Gagniere, however, united with Mahoudeau: ‘That’s quite true!’ he said. ‘You can’t say any more that what you write about us is cut out, for you are the master now. And yet, never a word! You didn’t even name us in your articles on the last Salon.’

Then Jory, embarrassed and stammering, in his turn flew into a rage.

‘Ah! well, it’s the fault of that cursed Claude! I don’t care to lose my subscribers simply to please you fellows. It’s impossible to do anything for you! There! do you understand? You, Mahoudeau, may wear yourself out in producing pretty little things; you, Gagniere, may even never do anything more; but you each have a label on the back, and you’ll need ten years’ efforts before you’ll be able to get it off. In fact, there have been some labels that would never come off! The public is amused by it, you know; there were only you fellows to believe in the genius of that big ridiculous lunatic, who will be locked up in a madhouse one of these fine mornings!’

Then the dispute became terrible, they all three spoke at once, coming at last to abominable reproaches, with such outbursts, and such furious motion of the jaw, that they seemed to be biting one another.

Sandoz, seated on the sofa, and disturbed in the gay memories he was recalling, was at last obliged to lend ear to the tumult which reached him through the open doorway.

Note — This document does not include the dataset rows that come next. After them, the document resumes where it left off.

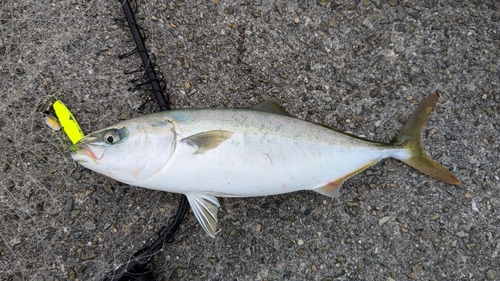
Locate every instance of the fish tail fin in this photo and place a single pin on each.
(410, 138)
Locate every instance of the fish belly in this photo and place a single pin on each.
(256, 164)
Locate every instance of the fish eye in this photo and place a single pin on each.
(111, 137)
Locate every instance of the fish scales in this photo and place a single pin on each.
(204, 153)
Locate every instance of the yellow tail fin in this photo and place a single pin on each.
(410, 137)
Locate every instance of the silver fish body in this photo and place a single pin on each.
(204, 153)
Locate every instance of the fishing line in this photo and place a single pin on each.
(138, 265)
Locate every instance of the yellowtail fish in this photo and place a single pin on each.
(263, 150)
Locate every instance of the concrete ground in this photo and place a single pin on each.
(360, 66)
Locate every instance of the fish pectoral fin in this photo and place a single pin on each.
(331, 189)
(206, 141)
(271, 107)
(205, 209)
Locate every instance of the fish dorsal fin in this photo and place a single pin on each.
(331, 189)
(206, 141)
(205, 209)
(271, 107)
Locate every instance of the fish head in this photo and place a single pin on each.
(129, 152)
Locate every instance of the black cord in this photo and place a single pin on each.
(137, 266)
(143, 52)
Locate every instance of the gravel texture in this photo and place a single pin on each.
(360, 66)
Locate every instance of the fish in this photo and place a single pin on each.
(259, 151)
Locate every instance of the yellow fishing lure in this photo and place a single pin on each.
(68, 122)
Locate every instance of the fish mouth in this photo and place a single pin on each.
(84, 150)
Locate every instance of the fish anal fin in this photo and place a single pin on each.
(332, 189)
(271, 107)
(209, 140)
(205, 209)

‘You hear them?’ whispered Claude, with a dolorous smile; ‘they are giving it me nicely! No, no, stay here, I won’t let you stop them; I deserve it, since I have failed to succeed.’

And Sandoz, turning pale, remained there, listening to that bitter quarrelling, the outcome of the struggle for life, that grappling of conflicting personalities, which bore all his chimera of everlasting friendship away.

Henriette, fortunately, became anxious on hearing the violent shouting. She rose and went to shame the smokers for thus forsaking the ladies to go and quarrel together. They then returned to the drawing-room, perspiring, breathing hard, and still shaken by their anger. And as Henriette, with her eyes on the clock, remarked that they certainly would not see Fagerolles that evening, they, began to sneer again, exchanging glances. Ah! he had a fine scent, and no mistake; he wouldn’t be caught associating with old friends, who had become troublesome, and whom he hated.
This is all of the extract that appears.